So the question then becomes, will choices A, B, and C (H2 concentration at equilibrium) be slightly greater than > 0.5 H2 atm (the extreme in choice D) and the likelyhood is yes.

Again, I'm not really a fan of the question, but I suppose it really helps to think about what's happening from a conceptual viewpoint.

 

[Chrisz]

First ignore the amount of Br2 present, it is a liquid so it does not affect the equilibrium. Second, 0.8 atm is less than 1 atm, so choice A and C are eliminated. Now we need to compare B and D. Lets assume what if 1 atm H2 reacts completely to form HBr. 1 atm would produce 2 atm HBr. Now comparing this amount with D, which is just 1 atm HBr. That means 2 atm HBr will have more H2 produced when equilibrium is reached. So answer is B

 

[Lunasly]

Calculate reaction quotient values, Q. Then think about what Q means and choose accordingly. (This only works if there is a K value provided or if a K value can be derived. I don't know since I don't have the book and passage).

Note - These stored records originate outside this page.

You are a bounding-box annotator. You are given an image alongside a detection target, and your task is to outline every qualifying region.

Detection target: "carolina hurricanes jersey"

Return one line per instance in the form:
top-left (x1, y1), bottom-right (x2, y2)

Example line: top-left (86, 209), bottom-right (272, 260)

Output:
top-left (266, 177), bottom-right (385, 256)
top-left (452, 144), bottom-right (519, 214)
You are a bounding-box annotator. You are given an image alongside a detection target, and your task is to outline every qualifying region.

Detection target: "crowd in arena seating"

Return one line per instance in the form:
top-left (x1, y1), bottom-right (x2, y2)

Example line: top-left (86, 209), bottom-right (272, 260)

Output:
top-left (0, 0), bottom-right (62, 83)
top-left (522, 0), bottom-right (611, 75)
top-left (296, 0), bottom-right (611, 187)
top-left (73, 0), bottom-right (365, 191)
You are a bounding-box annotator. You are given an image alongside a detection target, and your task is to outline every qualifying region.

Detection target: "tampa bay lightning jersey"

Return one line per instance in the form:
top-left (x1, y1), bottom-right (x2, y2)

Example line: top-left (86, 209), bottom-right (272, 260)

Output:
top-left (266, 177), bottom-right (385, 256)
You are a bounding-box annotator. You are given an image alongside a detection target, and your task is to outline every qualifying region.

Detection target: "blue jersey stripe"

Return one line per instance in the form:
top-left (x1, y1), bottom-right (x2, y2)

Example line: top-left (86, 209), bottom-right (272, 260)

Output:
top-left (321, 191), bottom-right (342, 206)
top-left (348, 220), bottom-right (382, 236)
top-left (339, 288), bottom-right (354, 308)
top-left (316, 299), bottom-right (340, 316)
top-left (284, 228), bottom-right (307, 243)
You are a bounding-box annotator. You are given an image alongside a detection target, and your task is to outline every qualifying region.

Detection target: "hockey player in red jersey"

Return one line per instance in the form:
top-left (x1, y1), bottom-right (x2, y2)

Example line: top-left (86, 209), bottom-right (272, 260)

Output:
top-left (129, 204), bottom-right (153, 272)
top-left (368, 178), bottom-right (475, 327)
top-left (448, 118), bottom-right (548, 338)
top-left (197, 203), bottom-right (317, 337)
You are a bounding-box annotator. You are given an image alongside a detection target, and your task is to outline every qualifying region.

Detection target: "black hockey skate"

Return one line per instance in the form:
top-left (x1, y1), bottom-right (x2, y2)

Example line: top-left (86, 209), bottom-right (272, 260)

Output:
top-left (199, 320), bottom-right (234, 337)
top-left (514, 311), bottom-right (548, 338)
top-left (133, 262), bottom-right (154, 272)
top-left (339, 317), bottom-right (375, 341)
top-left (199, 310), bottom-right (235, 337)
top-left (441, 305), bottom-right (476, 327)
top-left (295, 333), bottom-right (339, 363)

I'm hoping someone can provide more insight into this problem. I'm personally not satisfied with TBR's explanation as I am not sure how we can make the assumption that H2 gas would not dip below 0.5 atm upon reaching equilibrium. My first instinct was to do what Teleologist suggested. We calculated Kp in a previous question (5.44) and the Q value using the partial pressures in this question = 6. Therefore, since Q is higher than K, the equilibrium shifts towards the reactants. The first sentence of TBR's explanation even says that the greatest amount of H2 at equilibrium will be formed with the smallest forward reaction OR the greatest backward reaction. Since Q > K, the equilibrium shifts left so we could expect less than 0.5 moles of H2 gas to form. On the other hand, I don't know how we would determine that 0.5 moles or more H2 gas will be present at equilibrium.

Thanks for the help.

 

[drechie]

any update on how to discern an answer if we are chosing between B and D

 

[DoctorInASaree]

any update on how to discern an answer if we are chosing between B and D

Two ways that I would answer this question


1) We want to maximize the amount of H2 (reactant); ignore Br2.
More H2 = yay
More product = boo

Therefore, B instead of D.

2) Le Chatalier's principle: Increase external pressure, system shifts to the left. If you want to maximize H2 which is a reactant, we need to, in turn, maximize H2's partial pressure in atm. Therefore, B!

I hope that helps.

Edit: If anyone is being confused by the answer D explanation of how TBR attained an H2 value of 0.5

Construct an ICE table and you'll see that HBR is 2x and H2 is -x, so if I have 1.00 atm of HBR I have to divide that by 2 which gives me 0.5atm H2; which is less than answer choice B's value of 1.00atm of H2

 

[TheRhymenocerous]

Am I oversimplifying this? The way I'd answer that is think, okay, that means you want the most H2 leftover unreacted. H2 and Br2 react one to one, so if you have way more H2 than Br2 it'll be in excess and not react. Bromine's atomic mass is 80, so 20 g is only .25 moles. 1 mole vs. 0.25 moles leaves a lot of H2 on the table. It wouldn't be D because even if you dissociated all of that 1 mole of HBr, that's only 0.5 moles of H2 since it's 2 moles HBr to 1 mole H2.